Welcome to this weeks Unpack, I hope you’ve had a great week!

Today’s quote is from American coach, author and motivational speaker Tony Robbins, about the quality of our questions.

How are your questioning skills? Do you find yourself asking a lot of “why” questions? Why did I do that, why doesn’t she like me, why can’t I get the job I want, why does my child misbehave etc?

“Why” questions have their place, they invite analysis, but analysis isn’t always what we need to get the result we want. And often the situation isn’t helped by asking a why question because we may not have insight into our motivations or external circumstances. I know one of the most useless questions I am prone to asking is “why did you do that?” to my 7yo! 😉

What about closed questions – those that require just a yes or no answer? They often start with words like can, are, do/did, will/would, and so on. These questions give us very limited information because of their one word answers. They don’t invite any further analysis, they’re almost like the opposite of a why question.

More often than not we will find better answers with a different approach, beyond the “why” and the closed question.
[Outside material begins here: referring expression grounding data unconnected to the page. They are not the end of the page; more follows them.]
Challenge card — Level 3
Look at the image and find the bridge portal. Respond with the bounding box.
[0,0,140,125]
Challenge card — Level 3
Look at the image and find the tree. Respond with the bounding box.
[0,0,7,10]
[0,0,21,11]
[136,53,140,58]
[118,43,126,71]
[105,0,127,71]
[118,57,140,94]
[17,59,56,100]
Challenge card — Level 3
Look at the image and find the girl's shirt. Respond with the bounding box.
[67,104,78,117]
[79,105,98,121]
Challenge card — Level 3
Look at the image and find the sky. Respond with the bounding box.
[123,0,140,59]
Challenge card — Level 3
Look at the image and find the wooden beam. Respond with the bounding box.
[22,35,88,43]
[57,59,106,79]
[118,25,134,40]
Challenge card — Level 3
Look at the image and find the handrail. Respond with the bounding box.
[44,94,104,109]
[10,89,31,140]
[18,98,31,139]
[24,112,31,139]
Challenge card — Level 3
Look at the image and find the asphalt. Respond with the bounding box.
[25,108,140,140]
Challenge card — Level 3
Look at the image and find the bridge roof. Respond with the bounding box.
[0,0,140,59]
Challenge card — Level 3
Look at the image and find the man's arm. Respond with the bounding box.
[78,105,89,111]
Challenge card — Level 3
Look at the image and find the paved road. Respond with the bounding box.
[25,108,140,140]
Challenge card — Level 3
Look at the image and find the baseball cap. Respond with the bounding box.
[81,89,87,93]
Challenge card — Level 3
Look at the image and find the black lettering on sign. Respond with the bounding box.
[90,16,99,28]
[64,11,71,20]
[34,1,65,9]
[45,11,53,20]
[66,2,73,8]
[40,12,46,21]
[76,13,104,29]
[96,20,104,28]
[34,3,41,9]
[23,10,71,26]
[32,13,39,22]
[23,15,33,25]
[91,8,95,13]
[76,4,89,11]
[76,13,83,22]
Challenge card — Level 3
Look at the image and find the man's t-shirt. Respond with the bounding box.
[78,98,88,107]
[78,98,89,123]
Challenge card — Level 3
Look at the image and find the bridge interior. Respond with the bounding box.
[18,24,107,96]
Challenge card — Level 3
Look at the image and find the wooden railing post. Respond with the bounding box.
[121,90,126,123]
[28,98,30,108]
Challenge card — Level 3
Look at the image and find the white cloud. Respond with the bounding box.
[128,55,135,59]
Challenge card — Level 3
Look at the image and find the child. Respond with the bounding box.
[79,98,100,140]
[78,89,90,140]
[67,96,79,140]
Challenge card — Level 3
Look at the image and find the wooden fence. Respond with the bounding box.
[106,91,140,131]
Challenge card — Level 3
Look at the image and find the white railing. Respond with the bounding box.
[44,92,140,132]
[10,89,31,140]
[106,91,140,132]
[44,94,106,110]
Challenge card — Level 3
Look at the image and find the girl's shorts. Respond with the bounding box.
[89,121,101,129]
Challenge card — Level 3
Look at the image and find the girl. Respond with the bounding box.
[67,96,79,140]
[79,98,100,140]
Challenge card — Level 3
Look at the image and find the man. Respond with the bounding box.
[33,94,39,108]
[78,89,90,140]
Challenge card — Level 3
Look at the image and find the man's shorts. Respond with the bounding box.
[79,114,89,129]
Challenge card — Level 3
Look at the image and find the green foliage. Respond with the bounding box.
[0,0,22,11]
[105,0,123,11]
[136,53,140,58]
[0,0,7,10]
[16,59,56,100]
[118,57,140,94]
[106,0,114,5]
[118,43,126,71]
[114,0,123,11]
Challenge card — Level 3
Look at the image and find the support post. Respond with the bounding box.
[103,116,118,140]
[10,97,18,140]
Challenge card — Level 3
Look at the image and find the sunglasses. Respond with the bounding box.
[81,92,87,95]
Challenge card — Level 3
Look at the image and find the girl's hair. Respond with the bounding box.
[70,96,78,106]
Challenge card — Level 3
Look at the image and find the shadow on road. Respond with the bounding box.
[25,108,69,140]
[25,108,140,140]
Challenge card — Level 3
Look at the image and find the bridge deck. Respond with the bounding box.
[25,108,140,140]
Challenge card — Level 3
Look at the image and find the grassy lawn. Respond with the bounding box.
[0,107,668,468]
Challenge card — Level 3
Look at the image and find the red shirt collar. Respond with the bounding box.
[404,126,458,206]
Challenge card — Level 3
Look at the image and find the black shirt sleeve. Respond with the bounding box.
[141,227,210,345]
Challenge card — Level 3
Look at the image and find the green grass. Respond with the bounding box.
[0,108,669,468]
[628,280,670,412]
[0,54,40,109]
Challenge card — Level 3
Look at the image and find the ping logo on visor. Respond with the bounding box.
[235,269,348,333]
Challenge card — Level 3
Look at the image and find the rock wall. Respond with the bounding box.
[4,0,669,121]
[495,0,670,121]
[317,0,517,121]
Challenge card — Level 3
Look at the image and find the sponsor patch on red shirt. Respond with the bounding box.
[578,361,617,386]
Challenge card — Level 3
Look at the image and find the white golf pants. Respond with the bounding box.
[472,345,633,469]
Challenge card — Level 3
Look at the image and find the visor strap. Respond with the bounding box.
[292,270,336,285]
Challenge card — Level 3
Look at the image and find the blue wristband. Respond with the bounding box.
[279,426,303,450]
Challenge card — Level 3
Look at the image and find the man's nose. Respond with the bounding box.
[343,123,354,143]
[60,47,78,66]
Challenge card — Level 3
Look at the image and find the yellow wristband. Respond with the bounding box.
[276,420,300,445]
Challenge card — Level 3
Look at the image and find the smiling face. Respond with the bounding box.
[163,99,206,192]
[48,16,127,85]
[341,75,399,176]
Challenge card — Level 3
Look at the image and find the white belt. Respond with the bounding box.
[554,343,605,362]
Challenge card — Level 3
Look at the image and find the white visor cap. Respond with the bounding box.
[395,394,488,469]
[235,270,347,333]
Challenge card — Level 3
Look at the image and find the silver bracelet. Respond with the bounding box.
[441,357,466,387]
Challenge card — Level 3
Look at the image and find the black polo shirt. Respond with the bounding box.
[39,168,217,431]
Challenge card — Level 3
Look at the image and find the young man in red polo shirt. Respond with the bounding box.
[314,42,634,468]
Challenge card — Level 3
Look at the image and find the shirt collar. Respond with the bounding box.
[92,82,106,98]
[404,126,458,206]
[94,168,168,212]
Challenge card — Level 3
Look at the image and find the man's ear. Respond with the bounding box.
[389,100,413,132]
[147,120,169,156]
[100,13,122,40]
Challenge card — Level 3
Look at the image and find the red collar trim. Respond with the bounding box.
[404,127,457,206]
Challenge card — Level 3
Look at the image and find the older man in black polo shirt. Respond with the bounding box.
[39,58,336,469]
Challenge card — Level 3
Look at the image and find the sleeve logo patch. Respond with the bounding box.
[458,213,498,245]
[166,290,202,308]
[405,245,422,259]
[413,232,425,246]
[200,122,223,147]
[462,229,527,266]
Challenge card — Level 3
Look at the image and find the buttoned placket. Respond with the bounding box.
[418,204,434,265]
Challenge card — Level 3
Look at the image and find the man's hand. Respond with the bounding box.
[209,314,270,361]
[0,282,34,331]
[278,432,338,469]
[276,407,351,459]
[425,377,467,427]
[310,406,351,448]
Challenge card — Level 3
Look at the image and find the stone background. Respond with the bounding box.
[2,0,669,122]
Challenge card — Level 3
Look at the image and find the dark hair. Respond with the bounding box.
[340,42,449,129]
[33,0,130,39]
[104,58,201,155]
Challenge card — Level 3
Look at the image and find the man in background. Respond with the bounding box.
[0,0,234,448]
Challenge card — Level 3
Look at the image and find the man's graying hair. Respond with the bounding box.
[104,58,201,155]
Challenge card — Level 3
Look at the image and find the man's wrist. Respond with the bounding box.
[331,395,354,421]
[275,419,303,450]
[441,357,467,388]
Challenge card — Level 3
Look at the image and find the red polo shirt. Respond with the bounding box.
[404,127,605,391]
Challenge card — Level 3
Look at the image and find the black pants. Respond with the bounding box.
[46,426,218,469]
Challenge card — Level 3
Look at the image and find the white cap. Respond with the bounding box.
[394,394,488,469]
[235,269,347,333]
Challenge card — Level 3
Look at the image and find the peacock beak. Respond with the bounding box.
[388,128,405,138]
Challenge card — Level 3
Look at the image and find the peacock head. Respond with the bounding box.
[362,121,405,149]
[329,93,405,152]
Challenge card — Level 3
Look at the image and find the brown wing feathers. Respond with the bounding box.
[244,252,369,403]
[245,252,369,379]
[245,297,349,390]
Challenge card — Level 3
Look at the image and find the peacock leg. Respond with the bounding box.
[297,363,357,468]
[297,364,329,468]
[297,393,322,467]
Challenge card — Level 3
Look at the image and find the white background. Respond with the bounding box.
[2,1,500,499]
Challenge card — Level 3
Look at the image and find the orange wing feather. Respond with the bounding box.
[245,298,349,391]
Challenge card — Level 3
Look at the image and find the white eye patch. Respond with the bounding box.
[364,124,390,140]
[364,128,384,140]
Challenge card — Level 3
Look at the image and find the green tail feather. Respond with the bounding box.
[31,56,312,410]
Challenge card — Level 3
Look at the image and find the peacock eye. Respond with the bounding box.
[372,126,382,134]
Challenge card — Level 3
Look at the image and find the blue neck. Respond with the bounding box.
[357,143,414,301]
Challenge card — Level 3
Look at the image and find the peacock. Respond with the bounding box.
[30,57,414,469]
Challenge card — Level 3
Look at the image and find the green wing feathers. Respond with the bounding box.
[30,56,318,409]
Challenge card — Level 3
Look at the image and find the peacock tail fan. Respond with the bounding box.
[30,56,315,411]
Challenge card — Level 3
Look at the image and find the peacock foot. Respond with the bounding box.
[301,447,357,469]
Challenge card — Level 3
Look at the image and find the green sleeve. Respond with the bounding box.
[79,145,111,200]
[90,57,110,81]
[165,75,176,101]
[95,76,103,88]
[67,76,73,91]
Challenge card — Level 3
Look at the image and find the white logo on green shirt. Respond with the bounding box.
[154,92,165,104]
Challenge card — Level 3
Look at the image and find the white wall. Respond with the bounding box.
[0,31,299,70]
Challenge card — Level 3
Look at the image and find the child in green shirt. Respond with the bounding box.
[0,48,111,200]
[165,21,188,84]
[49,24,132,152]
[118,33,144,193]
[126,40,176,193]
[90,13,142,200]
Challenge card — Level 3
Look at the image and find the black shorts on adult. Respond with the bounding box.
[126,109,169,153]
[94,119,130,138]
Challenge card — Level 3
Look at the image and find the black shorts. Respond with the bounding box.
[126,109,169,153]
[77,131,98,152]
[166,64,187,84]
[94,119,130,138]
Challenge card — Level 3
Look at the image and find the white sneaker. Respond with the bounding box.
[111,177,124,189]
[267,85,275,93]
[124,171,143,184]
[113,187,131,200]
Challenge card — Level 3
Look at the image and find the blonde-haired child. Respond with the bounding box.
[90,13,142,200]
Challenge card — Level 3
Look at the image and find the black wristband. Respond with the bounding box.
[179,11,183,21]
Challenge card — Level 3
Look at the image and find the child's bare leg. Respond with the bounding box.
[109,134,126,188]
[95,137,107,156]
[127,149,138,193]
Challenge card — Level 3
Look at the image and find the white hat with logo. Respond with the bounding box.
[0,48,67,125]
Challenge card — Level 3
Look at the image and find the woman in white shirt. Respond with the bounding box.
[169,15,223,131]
The key is to find the right kind of question to get the answer you need.

The best questions are open, meaning they prompt a conversation because they can’t be answered with a simple yes or no. They open the door to thinking beyond your current limit. Usually open questions start with words like what, how, who, where, when etc.

When we start asking high quality questions, we can start to find high quality answers. Notice the difference in the following example:

Can I create the life I want?

vs

How can I create the life I want?

Notice that the addition of just one word changes the question completely? The first example is a closed question with a yes or no answer. If the answer is no, you are stuck, yet if the answer is yes, you still haven’t got anything really useful.The second one however invites you to consider what that life might look like as well as the steps you might need to take to get there.

Which one do you think is more effective?

Next time you have a problem to solve, try Q-storming, a technique developed by Dr Marilee Adams that involves brainstorming questions instead of solutions. Come up with as many questions as you can that might help you to your goal, then decide which ones will be most helpful. See how it changes your results!

Wishing you a fantastic week full of quality questions!